The Flying Instructor School have acquired 8 second hand Slingsby T67-M260s from the UK in 2013. These are used for training of new instructor pilots. For the rotary instructor pilots six former 5 Squadron AS350s are used. A typical instructor course will take six months.
Not only Jordanian pilots are being trained at the King Hussein Air College, also pilots from other armed forces, like for example Kenya and Pakistan, come here for both basic training and Instructor Pilot training.
The Casa 101 has been in service since 1987 and will soon be replaced by the recently ordered Pilatus PC-21. An order for nice PC-9Ms was changed to 8 PC-21, and early 2017 two more were added to the order. They will be delivered mid 2017 and the first class will start early 2018. In 2016 also 10 Grob 120TPs were ordered as replacement for the ageing Slingsby T67-M260.
Fast Jet training
The F-5s of 17 Squadron, based at H5, Prince Hassan Air Base, have recently been replaced by 13 Hawk Mk63 received from the United Arab Emirates. “In the future if we need more Hawks we upgrade the avionics to make it a better lead-in training aircraft for the F-16. Most likely the extra ones are also coming from the UAE” said General Aljobour.
The first class with nine students on the Hawks started in June 2015. This lead-in training for the F-16 consists of 70 hrs flying during 65 missions. A student will start with general handling flights and will work up to basic fighter manoeuvring and next advanced fighter manoeuvring.
Jordan currently has 43 F-16s divided over 1, 2 and 6 Squadrons, with 2 Squadron being the Operational Conversion Unit. All squadrons are based at Al Azraq air base located East of Amman. Another fifteen former Dutch F-16s with the latest MLU 6.5 version are expected to be delivered by the end of 2017. Some of the aircraft currently in the inventory will then be sold. Pakistan, one European and one South American country already have shown interest in buying these. The remainder of the fleet will also be updated to MLU 6.5 standard. For these the Boeing GBU-31 JDAM has been ordered and also 15 Lockheed Martin Sniper targeting pods will be delivered to enhance the fighting capabilities of the F-16.
The Royal Jordanian Air Force has 36 AH-1 Cobra attack helicopters on strength. General Aljobour: “We have a contract with SES in the United States to upgrade them with new avionics and weapons. They will be able to fire AGM-114R Hellfire II and other guided missiles in addition the M197 20mm gun.

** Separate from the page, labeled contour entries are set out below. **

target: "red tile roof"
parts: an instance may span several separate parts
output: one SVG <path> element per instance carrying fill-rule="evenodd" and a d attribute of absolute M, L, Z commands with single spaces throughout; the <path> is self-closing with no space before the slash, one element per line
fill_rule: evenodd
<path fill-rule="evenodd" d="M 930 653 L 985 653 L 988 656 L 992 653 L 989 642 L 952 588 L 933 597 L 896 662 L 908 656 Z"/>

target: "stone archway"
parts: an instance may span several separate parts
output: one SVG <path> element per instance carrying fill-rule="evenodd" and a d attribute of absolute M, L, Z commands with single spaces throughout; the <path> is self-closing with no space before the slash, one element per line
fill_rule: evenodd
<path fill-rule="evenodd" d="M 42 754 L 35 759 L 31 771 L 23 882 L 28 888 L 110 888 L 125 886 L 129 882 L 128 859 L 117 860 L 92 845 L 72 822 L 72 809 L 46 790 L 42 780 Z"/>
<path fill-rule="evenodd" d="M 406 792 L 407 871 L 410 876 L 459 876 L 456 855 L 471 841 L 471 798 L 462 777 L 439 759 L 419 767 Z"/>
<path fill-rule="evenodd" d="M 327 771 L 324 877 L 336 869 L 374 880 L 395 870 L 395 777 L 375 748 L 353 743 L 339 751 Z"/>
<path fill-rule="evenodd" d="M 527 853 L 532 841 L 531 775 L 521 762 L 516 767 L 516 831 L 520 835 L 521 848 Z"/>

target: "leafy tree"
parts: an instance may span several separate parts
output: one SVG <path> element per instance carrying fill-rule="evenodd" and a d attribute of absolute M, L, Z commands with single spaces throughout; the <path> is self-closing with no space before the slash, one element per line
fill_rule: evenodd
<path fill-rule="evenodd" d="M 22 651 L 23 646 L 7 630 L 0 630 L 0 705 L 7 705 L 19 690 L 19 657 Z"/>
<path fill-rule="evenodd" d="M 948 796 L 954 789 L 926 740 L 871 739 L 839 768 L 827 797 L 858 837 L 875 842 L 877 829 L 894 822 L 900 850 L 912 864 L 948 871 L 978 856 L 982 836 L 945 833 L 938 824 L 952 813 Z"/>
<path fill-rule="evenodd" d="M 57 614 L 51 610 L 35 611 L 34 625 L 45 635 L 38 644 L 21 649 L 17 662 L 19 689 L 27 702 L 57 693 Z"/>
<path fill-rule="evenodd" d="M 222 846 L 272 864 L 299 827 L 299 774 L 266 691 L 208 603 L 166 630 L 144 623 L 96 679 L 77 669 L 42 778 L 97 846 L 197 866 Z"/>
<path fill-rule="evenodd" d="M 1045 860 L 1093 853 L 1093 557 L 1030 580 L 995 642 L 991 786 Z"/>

We expect to receive the first upgraded two soon.” In 2015 Israel donated 16 AH-1S Cobras to Jordan to augment the border patrol forces.
The UH-1H from 8 Squadron and EC635T1 from 14 Squadron are being reequipped with UH-60 Blackhawks. For this initially a total of 16 UH-60s will be added to the inventory. The fleet may grow to up to 24 UH-60s.
“The Blackhawk is already in our inventory and we have good experience in flying and maintaining them. The Jordan border is long and the threat nowadays doesn’t come from the surrounding countries themselves but from the terrorists. So to protect the border we have the concept since last year to deploy quick reaction forces, mainly SOF (Special Operation Forces). We use the Blackhawks to deploy them there while they are guarded by AH-1 Cobra attack helicopters.” Says General Aljobour.
The ten remaining AS332M1 Super Pumas will remain in service for troop transport.
The five C-130E and H model transport aircraft will either see an upgrade or a replacement by former RAF C-130J aircraft. In addition, Jordan has two IL-76MF strategic transport aircraft which can carry up to 60 tons freight each.
Both CN235s were modified to gunship by ATK under contract of the King Abdullah II Design and Development Bureau and are now used by special forces. Jordan has also started a competition for companies to modify both Casa C295 aircraft into gunships.
Six AT-802 Block 1 Air Tractors were recently donated to Jordan by the UAE. These will be augmented by four newly build AT-802s. Close Air Support, ISR and border patrol will be their main tasks. All aircraft will eventually be upgraded to almost a Block 3 standard, called Archangel. The US company L3 will upgrade all aircraft cockpits and will replace the FLIR BRITE STAR 2 by a Wescam MX15. Also the Block 3 aircraft will be capable of carrying AGM-114K Hellfire II missiles plus GBU58 and GBU12 bombs. The, at 21 June 2015 re-established, 25 squadron will operate them as part of the new Prince Hussain Bin Abdullah II ISR Wing.
General Aljobour:”The Air Force is seeking for a UAV platform that is both a sensor and shooter. In fact we did request for the MQ-1 Predator. But the Predator was only offered as a sensor, we are not interested in just that. We now have the Camcopters and the Italian Falco UAVs. We are also interested in the new Falco EVO. There is a project within the Italian Air Force with armed Falco EVOs. That will encourage us to buy them. We already procured the Chinese armed CH4B UAVs and they will be going onto service early 2016.” The CH4B is also equipped with a satellite link.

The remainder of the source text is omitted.